Le tribunal de Paris a interdit, mercredi 5 septembre, au moteur de recherche d’annonces d’emploi Keljob de référencer les fiches du site Cadremploi. Keljob a été condamné à payer 1 million de francs de dommages et intérêts.
Droit des bases de données, contrefaçon de marque et liens "profonds". Tels étaient les terrains juridiques sur lesquels l’avocate du site d’annonces Cadremploi avait orienté sa plaidoirie contre Keljob.com. Heureusement pour le Net, la troisième chambre civile du tribunal de Paris ne lui a pas donné raison sur le dernier argument. Le juge a condamné, mercredi 5 septembre, Keljob.com, moteur de recherche d’annonces d’emploi, pour "atteinte à la base de données" de Cadremploi , "contrefaçon de marque" et "atteinte à la dénomination sociale" de la société. Keljob devra cesser de référencer les annonces de Cadremploi et lui verser 900 000 francs de dommages et intérêts, plus 100 000 francs de frais de justice. C’est la troisième décision dans une affaire qui avait vu Keljob perdre en référé, puis gagner en appel. Cette fois-ci le cas était jugé "au fond".
Fins commerciales
Le premier élément du litige concernait la reproduction de la marque. Keljob ayant reproduit le nom de Cadremploi dans ses plaquettes publicitaires et sur son site, le tribunal a estimé que cette mention n’était pas faite dans un but d’information, mais à des fins commerciales, "dans le cadre d’une activité de recensement et de sélection d’offres d’emploi directement concurrente de celle exercée par le plaignant". La question suivante portait sur la base de données de Cadremploi. Keljob, qui se défendait de l’avoir "téléchargée", interrogeait tous les soirs, et de façon automatisée, le site concurrent et affichait le résumé des annonces sur son site, l’internaute devant aller chez Cadremploi pour avoir l’information complète. L’expertise soumise au tribunal par Cadremploi a établi qu’en moyenne, un tiers des offres se trouvait référencé chez Keljob.
Détournement de la base
Le juge a estimé que les informations reprises - secteur d’activité, intitulé de l’offre, zone géographique et date de publication - constituaient des "éléments essentiels [...] qui font la valeur de la base de Cadremploi". "Si aucune offre ne l’intéresse, l’internaute ne consulte pas le site Cadremploi dont la base de données a néanmoins été utilisée", a diagnostiqué le tribunal. Une base de données qui, rappelle-t-il, bénéficie d’une protection lorsqu’elle a fait l’objet "d’un investissement financier, matériel ou humain substantiel". En l’occurrence, Cadremploi y aurait consacré 53 millions de francs depuis 1991.

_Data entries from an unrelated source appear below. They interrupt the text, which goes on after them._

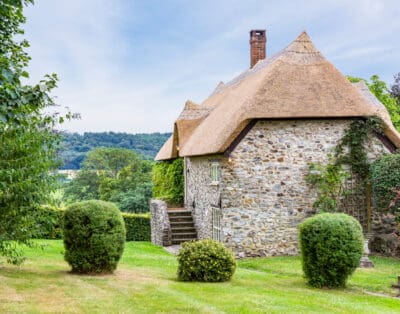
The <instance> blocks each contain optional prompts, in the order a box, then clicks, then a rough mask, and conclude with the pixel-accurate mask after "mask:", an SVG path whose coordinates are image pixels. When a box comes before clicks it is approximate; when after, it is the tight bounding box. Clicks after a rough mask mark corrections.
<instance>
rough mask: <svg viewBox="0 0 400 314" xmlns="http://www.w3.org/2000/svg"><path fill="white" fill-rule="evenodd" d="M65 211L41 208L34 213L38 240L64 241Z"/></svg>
mask: <svg viewBox="0 0 400 314" xmlns="http://www.w3.org/2000/svg"><path fill="white" fill-rule="evenodd" d="M63 218H64V210H62V209H59V208H56V207H52V206H40V208H38V209H37V210H35V211H34V221H35V228H36V229H37V232H36V234H35V238H37V239H62V237H63V234H62V224H63V222H62V221H63Z"/></svg>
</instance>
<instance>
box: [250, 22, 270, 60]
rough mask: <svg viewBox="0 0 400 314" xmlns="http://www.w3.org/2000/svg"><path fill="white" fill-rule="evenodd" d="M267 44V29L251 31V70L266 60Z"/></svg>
mask: <svg viewBox="0 0 400 314" xmlns="http://www.w3.org/2000/svg"><path fill="white" fill-rule="evenodd" d="M266 42H267V38H266V36H265V29H253V30H251V31H250V68H252V67H253V66H254V65H255V64H256V63H257V62H258V61H260V60H263V59H265V55H266V48H265V43H266Z"/></svg>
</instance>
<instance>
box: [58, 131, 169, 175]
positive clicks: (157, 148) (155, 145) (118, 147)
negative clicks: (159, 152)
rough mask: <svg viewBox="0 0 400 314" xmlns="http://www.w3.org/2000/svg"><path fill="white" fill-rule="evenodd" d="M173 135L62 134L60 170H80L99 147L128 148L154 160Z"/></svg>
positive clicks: (146, 157)
mask: <svg viewBox="0 0 400 314" xmlns="http://www.w3.org/2000/svg"><path fill="white" fill-rule="evenodd" d="M170 135H171V133H149V134H129V133H116V132H85V133H83V134H78V133H68V132H65V133H63V134H62V137H63V147H62V149H61V151H60V159H61V160H62V166H61V167H60V169H80V168H81V163H82V162H83V160H84V159H85V157H86V155H87V154H88V152H89V151H90V150H92V149H94V148H97V147H114V148H127V149H131V150H134V151H135V152H136V153H138V154H139V155H141V156H142V157H143V158H144V159H154V157H155V156H156V154H157V152H158V151H159V149H160V148H161V146H162V145H163V144H164V142H165V141H166V140H167V139H168V137H169V136H170Z"/></svg>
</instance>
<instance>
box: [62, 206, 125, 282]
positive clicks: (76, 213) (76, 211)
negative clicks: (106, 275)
mask: <svg viewBox="0 0 400 314" xmlns="http://www.w3.org/2000/svg"><path fill="white" fill-rule="evenodd" d="M63 233H64V248H65V253H64V259H65V261H66V262H67V263H68V264H69V265H70V266H71V268H72V272H73V273H79V274H92V273H95V274H105V273H112V272H113V271H114V270H115V269H116V268H117V265H118V262H119V260H120V259H121V256H122V253H123V252H124V247H125V239H126V236H125V234H126V232H125V223H124V220H123V219H122V215H121V212H120V210H119V209H118V207H117V206H116V205H115V204H114V203H111V202H105V201H100V200H90V201H81V202H76V203H73V204H71V205H69V206H68V207H67V208H66V210H65V213H64V219H63Z"/></svg>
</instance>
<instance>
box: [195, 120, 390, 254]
mask: <svg viewBox="0 0 400 314" xmlns="http://www.w3.org/2000/svg"><path fill="white" fill-rule="evenodd" d="M350 123H351V120H348V119H337V120H273V121H259V122H257V123H256V125H255V126H254V127H253V128H252V129H251V130H250V131H249V133H248V134H247V135H246V136H245V137H244V138H243V140H242V141H241V142H240V143H239V144H238V146H237V147H236V148H235V149H234V151H233V152H232V153H231V156H230V157H231V158H230V161H228V159H227V158H224V157H222V156H219V157H211V156H210V157H201V158H200V157H191V158H187V169H188V170H189V173H187V196H188V203H189V204H188V205H190V202H191V201H193V200H195V208H194V214H195V215H194V217H195V219H196V226H197V228H198V231H199V238H209V237H211V228H212V226H211V213H210V207H211V206H210V205H211V204H212V203H215V204H217V202H219V198H220V203H221V208H222V222H221V224H222V225H221V227H222V241H223V242H224V243H225V244H226V245H227V246H228V247H231V248H232V249H234V251H235V253H236V255H237V256H239V257H246V256H272V255H292V254H297V253H298V240H297V233H298V225H299V223H300V222H301V221H302V220H303V219H304V218H306V217H307V216H310V215H312V214H313V213H314V212H313V210H312V205H313V202H314V201H315V198H316V190H315V188H313V187H311V186H310V185H308V184H307V183H306V180H305V176H306V175H307V173H308V168H309V163H310V162H315V163H317V162H322V163H327V162H328V155H329V154H330V153H333V149H334V147H335V146H336V145H337V143H338V141H339V140H340V139H341V138H342V137H343V135H344V131H345V130H346V129H347V128H348V127H349V125H350ZM368 149H369V154H368V156H369V158H370V159H371V160H372V159H375V158H376V157H377V156H380V155H382V154H385V153H388V150H387V149H386V148H385V147H384V145H383V144H382V143H381V142H380V141H379V140H378V139H376V138H374V137H372V136H371V137H370V139H369V141H368ZM215 159H218V160H219V162H220V165H221V182H220V184H219V185H218V186H211V185H210V183H211V182H210V164H211V162H212V161H213V160H215Z"/></svg>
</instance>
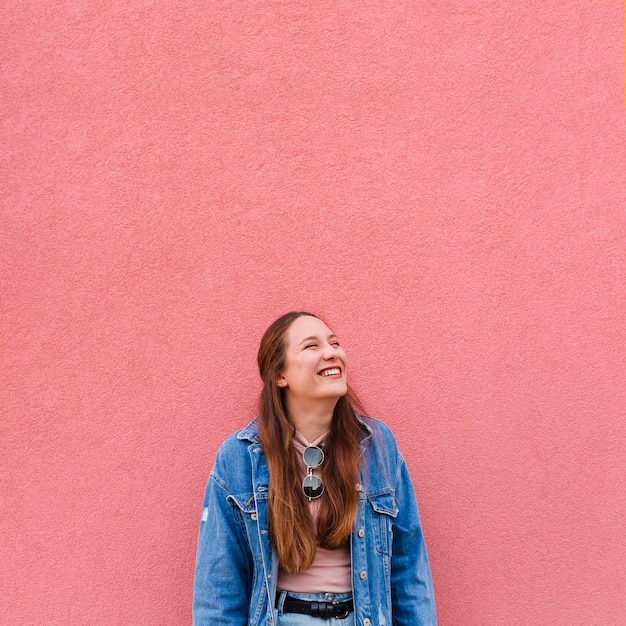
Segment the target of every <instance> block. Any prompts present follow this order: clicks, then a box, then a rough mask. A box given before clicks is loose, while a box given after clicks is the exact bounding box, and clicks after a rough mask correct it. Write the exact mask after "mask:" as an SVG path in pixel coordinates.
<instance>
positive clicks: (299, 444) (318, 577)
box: [278, 432, 352, 593]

Pas de risques de confusion
Le jugement rappelle enfin que "Cadremploi dénonce, au titre de la concurrence déloyale, la mise en place des liens hypertextes dits "profonds"". L’avocate du plaignant avait estimé que ces liens pointant vers des pages secondaires étaient "prohibés dans la mesure où ils dénaturent et détournent le contenu du site et portent atteinte à son intégrité". Le tribunal a rejeté cette conception, jugeant qu’il n’y avait pas de risque de confusion entre les deux sites, notamment parce qu’une fenêtre intermédiaire indiquait la redirection vers un site extérieur. Et que l’internaute parvenu sur Cadremploi.fr pouvait ensuite y naviguer selon son bon plaisir. Le plaignant "ne caractérise pas en quoi le contenu serait dénaturé", conclut le jugement.
Keljob a un mois pour cesser de pointer vers les offres de Cadremploi et devra publier la condamnation sur son site et dans trois journaux. La société paiera aussi 10 000 francs de dommages et intérêts à son hébergeur, la société Colt Télécommunications, qui avait été assignée par Cadremploi. Un prestataire, qui, précise le jugement, "devra s’assurer du respect par Keljob des mesures prononcées".